Jaden Smith: Endlich ein Dach überm Kopf

Wer jetzt kein Haus hat, baut sich keines mehr: Dieses geflügelte Wort von Nietzsche oder auch Rilke geht in schwierigen Zeiten wie diesen ja gerade wieder vielen Menschen im Kopf herum; man fühlt sich obdachlos, unbehaust, was lässt sich dagegen tun? Ein möglicher Ansatz war am Sonntag auf dem roten Teppich der Crypto.com Arena (ja, die heißt wirklich so) in Los Angeles zu sehen. Hier wurden zum 67. Mal die Grammys vergeben – nach Auskunft der Veranstalter die wichtigsten Musikpreise der Welt. Dass diese fast immer ausschließlich an US-amerikanische Künstler gehen, wird in den USA nicht als Widerspruch wahrgenommen. Auch in diesem Jahr verlief die Preisverleihung weitgehend überraschungsfrei. Die R’n’B- und neuerdings Country-Interpretin Beyoncé erhielt den 33., 34. und 35. Grammy in ihrer Karriere und gab sich darüber trotzdem so überrascht, dass ihr Gesichtsausdruck direkt zu einem Meme verarbeitet wurde.

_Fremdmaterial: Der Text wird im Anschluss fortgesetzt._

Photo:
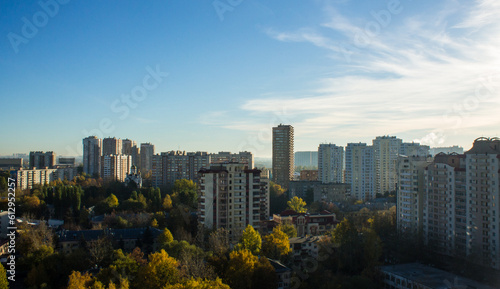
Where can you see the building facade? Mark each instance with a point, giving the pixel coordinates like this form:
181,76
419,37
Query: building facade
115,167
11,163
331,192
283,156
147,153
330,163
27,179
308,175
414,149
225,157
92,151
306,159
460,205
232,197
111,146
385,155
359,170
42,160
411,191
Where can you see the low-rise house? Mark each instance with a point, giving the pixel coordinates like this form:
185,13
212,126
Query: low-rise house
283,274
125,239
416,276
306,224
303,247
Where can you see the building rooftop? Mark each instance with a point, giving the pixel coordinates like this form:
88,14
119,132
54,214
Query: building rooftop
280,268
307,239
432,277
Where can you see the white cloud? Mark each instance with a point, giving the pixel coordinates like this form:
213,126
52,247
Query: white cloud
420,76
434,78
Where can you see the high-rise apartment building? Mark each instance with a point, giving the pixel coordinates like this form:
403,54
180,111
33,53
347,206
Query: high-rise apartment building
414,149
482,200
147,152
92,151
411,191
176,165
227,157
27,179
232,197
359,170
111,146
127,146
306,159
460,215
157,171
67,161
446,150
330,163
283,158
386,150
42,160
445,214
115,167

Die als „beste neue Künstlerin“ ausgezeichnete Sängerin Chappell Roan forderte in ihrer Dankesrede die Plattenfirmen dazu auf, ihre Künstler besser zu bezahlen und ihnen auch mal eine ordentliche Krankenversicherung zu gönnen, dabei trug sie ein weißes Harlekinkleid und eine Eselsmütze, was für die Durchschlagskraft ihrer gewerkschaftlichen Agitationsversuche nicht unbedingt günstig war.

Der Preis für das spektakulärste modische Statement geht in diesem Jahr jedoch an einen Mann: nämlich an Jaden Smith, einen Gelegenheitsschauspieler und Rapper, hauptberuflich der Sohn des Schauspielers und Gelegenheitsrappers Will Smith. Jaden Smith war für nichts nominiert, durfte aber wie jedes Jahr über den roten Teppich flanieren, wozu er sich diesmal – und damit zurück zu Rilke oder auch Nietzsche – eine Kopfbedeckung in Form eines Hauses aufgesetzt hatte. Oder genauer gesagt: eine Kopfbedeckung in Form eines finsteren Schlosses mit Giebeltürmen, um die in der Imagination des Betrachters sofort Fledermausschwärme fleuchten. Auch seine Fassade war mit unheilig erblindeten Fenstern bestückt und mit einer ovalen Aussparung in der Mitte, durch die das Gesicht von Jaden Smith gerade so in die Welt hinausschauen konnte. Es handelt sich hierbei um das ABODI Wearable Vampire Castle Headpiece der Designerin Dora Abodi. Diese gehört nach eigenen Angaben einem alten transsilvanischen Adelsgeschlecht an, das sich bis ins 16. Jahrhundert zurückverfolgen lässt, bis zur Gräfin Erzsébet Báthory, welche wiederum durch das Aussaugen von Jungfrauen nach ewiger Jugend gestrebt haben soll und darum als „Blutgräfin“ besonders bei Fans satanischer Metalmusik bis heute beliebt ist (eine der ersten Bands des Genres, Báthory, hat sich nach ihr benannt). Für Erzsébets Urururenkelin Dora ist das Vampire Castle Headpiece nun ebenfalls „ein Symbol für die Ewigkeit“, aber auch eines für „Sinnlichkeit und Resilienz“, wie auf ihrer Internetseite zu lesen ist. Ebendort kann man das gute Stück käuflich erwerben, in maßgeschneiderter Version für 4.500 Dollar – ein Schnäppchen. Dreimal so teuer ist jedenfalls das „transsilvanische Meerjungfrauenkostüm“, das Dora Abodi auch noch im Angebot hat.